I'm learning myself Golang, and I'm a bit confused about parallelism and how it is implemented in Golang.
Given the following example:
package main
import (
"fmt"
"sync"
"math/rand"
"time"
)
const (
workers = 1
rand_count = 5000000
)
func start_rand(ch chan int) {
defer close(ch)
var wg sync.WaitGroup
wg.Add(workers)
rand_routine := func(counter int) {
defer wg.Done()
for i:=0;i<counter;i++ {
seed := time.Now().UnixNano()
rand.Seed(seed)
ch<-rand.Intn(5000)
}
}
for i:=0; i<workers; i++ {
go rand_routine(rand_count/workers)
}
wg.Wait()
}
func main() {
start_time := time.Now()
mychan := make(chan int, workers)
go start_rand(mychan)
var wg sync.WaitGroup
wg.Add(workers)
work_handler := func() {
defer wg.Done()
for {
v, isOpen := <-mychan
if !isOpen { break }
fmt.Println(v)
}
}
for i:=0;i<workers;i++ {
go work_handler()
}
wg.Wait()
elapsed_time := time.Since(start_time)
fmt.Println("Done",elapsed_time)
}
This piece of code takes about one minute to run on my Macbook. I assumed that increasing the "workers" constants, would launch additional go routines, and since my laptop has multiple cores, would shorten the execution time.
This is not the case however. Increasing the workers does not reduce the execution time.
I was thinking that setting workers to 1, would create 1 goroutine to generate the random numbers, and setting it to 4, would create 4 goroutines. Given the multicore nature of my laptop, I was expecting that 4 workers would run on different cores, and therefore, increae the performance. However, I see increased load on all my cores, even when workers is set to 1. What am I missing here?
Your code has some issues which makes it inherently slow:
rand.New
You could rewrite your program like that. Then you will see some speed gains when you change the number of workers:
package main
import (
"fmt"
"math/rand"
"time"
)
const (
workers = 1
randCount = 5000000
)
var results = [randCount]int{}
func randRoutine(start, counter int, c chan bool) {
r := rand.New(rand.NewSource(time.Now().UnixNano()))
for i := 0; i < counter; i++ {
results[start+i] = r.Intn(5000)
}
c <- true
}
func main() {
startTime := time.Now()
c := make(chan bool)
start := 0
for w := 0; w < workers; w++ {
go randRoutine(start, randCount/workers, c)
start += randCount / workers
}
for i := 0; i < workers; i++ {
<-c
}
elapsedTime := time.Since(startTime)
for _, i := range results {
fmt.Println(i)
}
fmt.Println("Time calulating", elapsedTime)
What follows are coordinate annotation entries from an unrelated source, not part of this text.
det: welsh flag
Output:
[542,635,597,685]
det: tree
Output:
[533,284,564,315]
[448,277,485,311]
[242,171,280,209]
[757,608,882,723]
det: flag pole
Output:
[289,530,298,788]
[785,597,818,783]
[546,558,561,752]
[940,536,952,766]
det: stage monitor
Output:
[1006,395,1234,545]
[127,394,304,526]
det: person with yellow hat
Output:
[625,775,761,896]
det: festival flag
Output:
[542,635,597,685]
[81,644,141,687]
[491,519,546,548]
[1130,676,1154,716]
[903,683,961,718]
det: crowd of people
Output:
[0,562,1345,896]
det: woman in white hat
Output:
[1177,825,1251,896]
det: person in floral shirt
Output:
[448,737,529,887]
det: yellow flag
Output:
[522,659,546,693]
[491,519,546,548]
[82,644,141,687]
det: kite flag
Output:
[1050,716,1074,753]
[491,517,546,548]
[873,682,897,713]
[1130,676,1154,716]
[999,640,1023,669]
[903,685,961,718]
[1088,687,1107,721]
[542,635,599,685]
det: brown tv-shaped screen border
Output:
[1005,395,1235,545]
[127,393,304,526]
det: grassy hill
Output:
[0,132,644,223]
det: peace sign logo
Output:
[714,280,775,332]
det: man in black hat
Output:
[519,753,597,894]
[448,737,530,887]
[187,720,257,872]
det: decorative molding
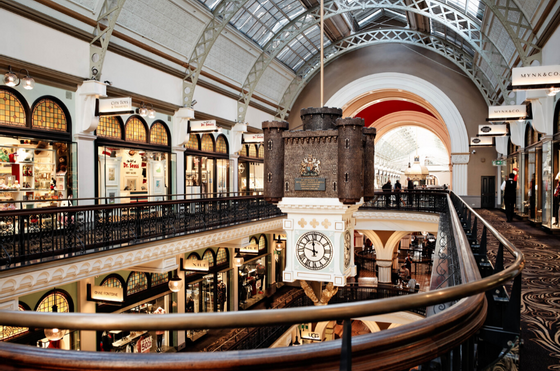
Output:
[0,218,283,301]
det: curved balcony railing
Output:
[0,195,524,371]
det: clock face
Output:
[344,230,352,268]
[296,232,333,270]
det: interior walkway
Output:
[476,209,560,371]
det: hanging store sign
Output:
[88,285,124,303]
[243,134,264,143]
[190,120,218,131]
[181,259,210,272]
[511,65,560,90]
[95,97,134,116]
[478,125,508,137]
[486,104,527,121]
[470,137,494,146]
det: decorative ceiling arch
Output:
[325,72,469,153]
[276,29,508,120]
[237,0,532,122]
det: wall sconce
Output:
[4,66,35,90]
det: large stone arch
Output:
[325,72,470,195]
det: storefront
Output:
[0,86,77,210]
[237,143,264,193]
[96,115,176,203]
[93,271,178,353]
[181,247,233,341]
[185,133,229,197]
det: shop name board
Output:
[91,286,124,302]
[488,104,527,119]
[96,97,134,116]
[511,65,560,86]
[183,259,210,272]
[471,137,494,146]
[478,125,508,136]
[190,120,218,131]
[243,134,264,143]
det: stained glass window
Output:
[126,272,148,295]
[0,90,25,126]
[216,135,227,153]
[0,304,29,341]
[101,277,122,289]
[32,99,67,131]
[216,247,227,264]
[97,116,122,139]
[249,144,257,157]
[150,122,169,146]
[37,291,70,313]
[124,116,146,143]
[202,250,214,267]
[201,134,214,152]
[187,134,198,149]
[152,273,169,287]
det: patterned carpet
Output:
[476,209,560,371]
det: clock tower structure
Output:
[262,107,376,286]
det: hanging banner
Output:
[478,124,508,137]
[95,97,134,116]
[243,134,264,143]
[511,65,560,89]
[486,104,527,121]
[470,137,494,146]
[190,120,218,131]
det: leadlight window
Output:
[0,90,25,126]
[187,134,198,149]
[124,117,146,143]
[216,136,227,153]
[152,273,169,287]
[216,247,227,265]
[249,144,257,157]
[101,277,122,289]
[0,304,29,341]
[37,291,70,313]
[32,99,67,131]
[126,272,148,295]
[97,116,122,139]
[202,250,214,267]
[150,122,168,146]
[201,134,214,152]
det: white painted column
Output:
[451,153,470,196]
[78,277,97,352]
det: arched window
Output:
[96,116,122,139]
[124,116,146,143]
[259,234,266,251]
[126,272,148,296]
[202,249,214,267]
[150,122,169,146]
[216,135,228,153]
[216,247,228,265]
[31,98,68,131]
[0,90,26,127]
[187,134,198,149]
[101,275,122,289]
[152,273,169,287]
[200,134,214,152]
[249,144,257,157]
[35,290,70,313]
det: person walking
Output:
[500,173,517,223]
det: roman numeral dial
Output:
[296,232,333,270]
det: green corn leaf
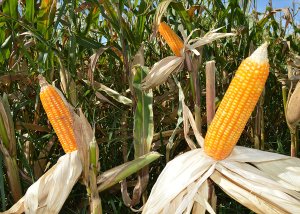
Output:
[25,0,35,24]
[0,153,6,211]
[170,2,193,32]
[3,0,18,19]
[97,152,161,192]
[133,66,154,158]
[37,0,57,39]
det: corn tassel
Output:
[204,44,269,160]
[39,76,77,153]
[158,22,183,56]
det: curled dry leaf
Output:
[143,147,300,213]
[286,82,300,126]
[185,28,235,56]
[151,0,173,38]
[4,151,82,214]
[142,56,184,90]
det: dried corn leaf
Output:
[97,152,160,192]
[142,56,184,90]
[254,157,300,191]
[84,80,132,106]
[151,0,173,38]
[286,82,300,126]
[211,171,284,214]
[186,28,235,56]
[143,149,215,213]
[5,151,82,214]
[143,147,300,213]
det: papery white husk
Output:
[143,146,300,213]
[4,151,82,214]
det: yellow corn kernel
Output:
[39,76,77,153]
[158,22,183,56]
[204,44,269,160]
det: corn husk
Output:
[142,24,235,90]
[142,56,184,90]
[143,147,300,213]
[4,151,82,214]
[143,67,300,213]
[286,82,300,126]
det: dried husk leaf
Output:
[24,151,82,214]
[186,31,235,56]
[5,151,82,214]
[211,171,284,214]
[143,149,215,213]
[254,157,300,191]
[151,0,173,38]
[192,180,215,214]
[97,152,161,192]
[83,80,132,106]
[286,82,300,125]
[2,197,25,214]
[88,47,107,85]
[142,56,184,90]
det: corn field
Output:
[0,0,300,214]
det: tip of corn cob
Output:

elapsedTime = time.Since(startTime)
fmt.Println("Toal time", elapsedTime)
}
This program does a lot of work in a go routine and communicates minimal. Also a different random source is used for each go routine.
Your code does not have just a single routine, even though you set the workers to 1.
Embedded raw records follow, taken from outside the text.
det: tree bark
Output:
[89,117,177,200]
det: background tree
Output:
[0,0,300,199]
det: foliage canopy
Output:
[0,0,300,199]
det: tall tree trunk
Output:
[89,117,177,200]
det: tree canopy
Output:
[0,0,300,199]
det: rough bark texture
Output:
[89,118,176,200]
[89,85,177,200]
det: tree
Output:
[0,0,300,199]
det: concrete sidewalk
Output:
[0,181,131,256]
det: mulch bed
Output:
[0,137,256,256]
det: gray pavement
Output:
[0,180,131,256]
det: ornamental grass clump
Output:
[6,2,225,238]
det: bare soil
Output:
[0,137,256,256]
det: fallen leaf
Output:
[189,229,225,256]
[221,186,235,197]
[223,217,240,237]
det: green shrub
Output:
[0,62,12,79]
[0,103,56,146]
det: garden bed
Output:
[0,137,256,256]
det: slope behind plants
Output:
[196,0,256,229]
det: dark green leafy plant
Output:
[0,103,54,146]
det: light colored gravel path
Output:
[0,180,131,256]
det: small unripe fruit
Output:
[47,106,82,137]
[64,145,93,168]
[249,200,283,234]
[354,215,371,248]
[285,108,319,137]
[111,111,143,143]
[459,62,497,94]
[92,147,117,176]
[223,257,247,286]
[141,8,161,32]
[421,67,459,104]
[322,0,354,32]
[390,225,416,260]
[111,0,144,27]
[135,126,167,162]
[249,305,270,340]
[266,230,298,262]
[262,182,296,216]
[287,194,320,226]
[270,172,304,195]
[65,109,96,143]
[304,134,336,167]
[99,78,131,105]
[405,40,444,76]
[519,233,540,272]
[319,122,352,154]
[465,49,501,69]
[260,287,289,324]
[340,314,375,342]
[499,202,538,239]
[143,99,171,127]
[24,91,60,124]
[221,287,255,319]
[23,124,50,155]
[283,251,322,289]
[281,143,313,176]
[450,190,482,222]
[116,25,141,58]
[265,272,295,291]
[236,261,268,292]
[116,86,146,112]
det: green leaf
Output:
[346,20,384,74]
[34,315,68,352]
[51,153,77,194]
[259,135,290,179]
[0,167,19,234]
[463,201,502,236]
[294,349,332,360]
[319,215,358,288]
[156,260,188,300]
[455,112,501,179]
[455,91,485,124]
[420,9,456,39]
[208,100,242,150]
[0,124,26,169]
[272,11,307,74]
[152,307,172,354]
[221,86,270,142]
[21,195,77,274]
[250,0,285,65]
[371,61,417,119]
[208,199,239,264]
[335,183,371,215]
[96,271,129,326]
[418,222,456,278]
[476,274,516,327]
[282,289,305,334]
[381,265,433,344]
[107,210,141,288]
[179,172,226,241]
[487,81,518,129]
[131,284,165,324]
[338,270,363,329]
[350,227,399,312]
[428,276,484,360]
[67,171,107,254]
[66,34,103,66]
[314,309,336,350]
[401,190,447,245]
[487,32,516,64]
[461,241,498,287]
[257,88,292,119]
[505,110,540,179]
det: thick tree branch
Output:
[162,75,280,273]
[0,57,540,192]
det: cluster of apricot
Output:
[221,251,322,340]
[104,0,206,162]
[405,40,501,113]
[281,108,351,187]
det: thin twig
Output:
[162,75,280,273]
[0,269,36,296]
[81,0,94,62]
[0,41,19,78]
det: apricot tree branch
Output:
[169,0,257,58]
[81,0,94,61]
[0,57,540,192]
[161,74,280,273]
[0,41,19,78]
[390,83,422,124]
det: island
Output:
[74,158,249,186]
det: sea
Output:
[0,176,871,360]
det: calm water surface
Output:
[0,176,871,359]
There is 1 goroutine from the call go start_rand(...)
That goroutine creates N (worker) routines with go rand_routine(...)
and waits for them to finish.
Then you also start N (worker) go routines with go work_handler()
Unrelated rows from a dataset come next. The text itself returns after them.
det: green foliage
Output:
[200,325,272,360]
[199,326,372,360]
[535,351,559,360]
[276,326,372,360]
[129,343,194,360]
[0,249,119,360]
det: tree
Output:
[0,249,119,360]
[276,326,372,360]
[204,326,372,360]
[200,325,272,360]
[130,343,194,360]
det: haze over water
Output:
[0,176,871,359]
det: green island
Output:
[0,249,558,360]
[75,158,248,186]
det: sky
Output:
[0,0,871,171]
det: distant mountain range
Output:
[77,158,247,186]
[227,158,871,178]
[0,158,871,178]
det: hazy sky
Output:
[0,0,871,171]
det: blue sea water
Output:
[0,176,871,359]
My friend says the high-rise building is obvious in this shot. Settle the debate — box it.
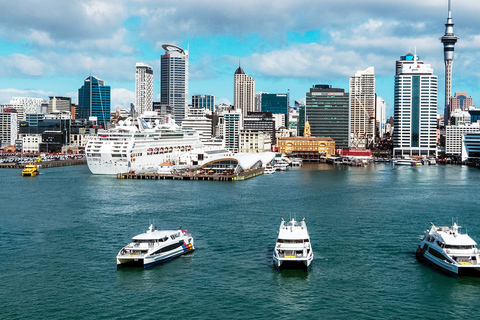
[47,97,72,113]
[10,97,43,121]
[440,0,458,125]
[78,76,110,125]
[449,92,473,116]
[233,67,255,118]
[255,92,288,128]
[348,67,376,149]
[160,44,188,125]
[135,62,153,115]
[297,84,349,149]
[243,112,277,145]
[192,94,215,111]
[0,111,18,147]
[218,109,243,152]
[375,96,387,138]
[393,54,437,156]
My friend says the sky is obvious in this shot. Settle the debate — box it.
[0,0,480,116]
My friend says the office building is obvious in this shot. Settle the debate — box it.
[47,97,72,113]
[445,122,480,156]
[375,96,387,138]
[218,109,242,152]
[0,112,18,147]
[255,92,289,128]
[135,62,153,116]
[393,53,437,156]
[192,94,215,111]
[9,97,43,121]
[233,67,255,118]
[450,92,473,115]
[77,76,110,126]
[243,112,277,145]
[182,108,212,142]
[440,0,458,125]
[348,67,376,149]
[297,84,349,149]
[160,44,188,125]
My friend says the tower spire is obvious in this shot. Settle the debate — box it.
[440,0,458,125]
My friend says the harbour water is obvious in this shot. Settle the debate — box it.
[0,164,480,319]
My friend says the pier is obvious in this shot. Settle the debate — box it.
[0,159,87,169]
[117,168,263,181]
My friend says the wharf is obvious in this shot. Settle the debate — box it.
[117,168,263,181]
[0,159,87,169]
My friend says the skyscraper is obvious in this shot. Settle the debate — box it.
[135,62,153,115]
[393,53,437,156]
[233,67,255,118]
[78,76,110,125]
[348,67,375,149]
[440,0,458,125]
[160,44,188,125]
[297,84,349,149]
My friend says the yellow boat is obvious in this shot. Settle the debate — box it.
[22,164,40,177]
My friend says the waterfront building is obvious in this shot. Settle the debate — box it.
[278,137,335,159]
[449,92,473,115]
[182,108,212,142]
[77,76,110,126]
[297,84,349,149]
[160,44,188,125]
[243,112,276,145]
[0,112,18,147]
[47,96,72,113]
[440,0,458,125]
[462,132,480,162]
[135,62,153,115]
[375,96,387,138]
[445,122,480,156]
[393,53,437,156]
[255,92,289,128]
[238,130,272,153]
[233,67,255,118]
[9,97,43,121]
[192,94,215,112]
[22,134,42,153]
[450,109,472,126]
[218,109,242,152]
[348,67,376,149]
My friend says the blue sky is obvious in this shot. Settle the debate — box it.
[0,0,480,115]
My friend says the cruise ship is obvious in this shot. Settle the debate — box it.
[85,117,203,174]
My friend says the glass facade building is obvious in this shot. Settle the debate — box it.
[297,85,349,149]
[258,93,288,128]
[160,44,188,125]
[192,94,215,111]
[393,54,437,157]
[78,76,110,125]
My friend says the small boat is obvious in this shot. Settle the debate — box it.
[416,222,480,276]
[22,164,40,177]
[273,218,313,268]
[393,158,422,167]
[263,165,275,174]
[117,224,195,268]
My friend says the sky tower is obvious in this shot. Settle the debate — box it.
[440,0,458,125]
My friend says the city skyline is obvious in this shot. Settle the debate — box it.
[0,0,480,116]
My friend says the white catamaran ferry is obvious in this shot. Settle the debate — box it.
[417,223,480,277]
[117,225,195,268]
[85,117,203,174]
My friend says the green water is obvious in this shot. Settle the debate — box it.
[0,164,480,319]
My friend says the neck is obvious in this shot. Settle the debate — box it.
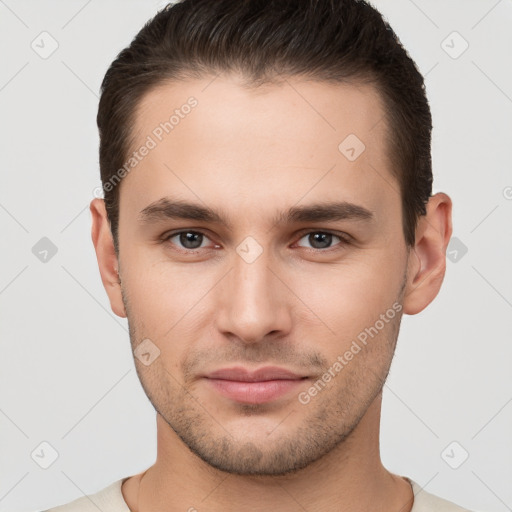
[123,394,414,512]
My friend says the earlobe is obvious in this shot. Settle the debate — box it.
[403,192,452,315]
[90,198,126,318]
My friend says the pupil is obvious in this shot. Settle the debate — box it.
[309,233,332,249]
[180,231,203,249]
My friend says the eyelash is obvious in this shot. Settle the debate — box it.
[161,229,351,254]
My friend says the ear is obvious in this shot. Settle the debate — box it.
[403,192,452,315]
[90,198,126,318]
Then you also have 1 goroutine that was started by main()
func call.
so: 1 + 2N + 1
routines running for any given N
where N == workers
.
Plus, on top of that, the work that you are doing in the goroutines is pretty cheap (fast to execute). You are just generating random numbers.
If you look at the blocking and scheduler latency profiles of the program:
You can see from both of the images above that most of the time is spent in the concurrency constructs. This suggests there is a lot of contention in your program. While goroutines are cheap, there is still some blocking and synchronisation that needs to be done when sending a value over a channel. This can take a large proportion of the time of the program when the work being done by the producer is very fast / cheap.
To answer your original question, you see load on many cores because you have more than a single goroutine running.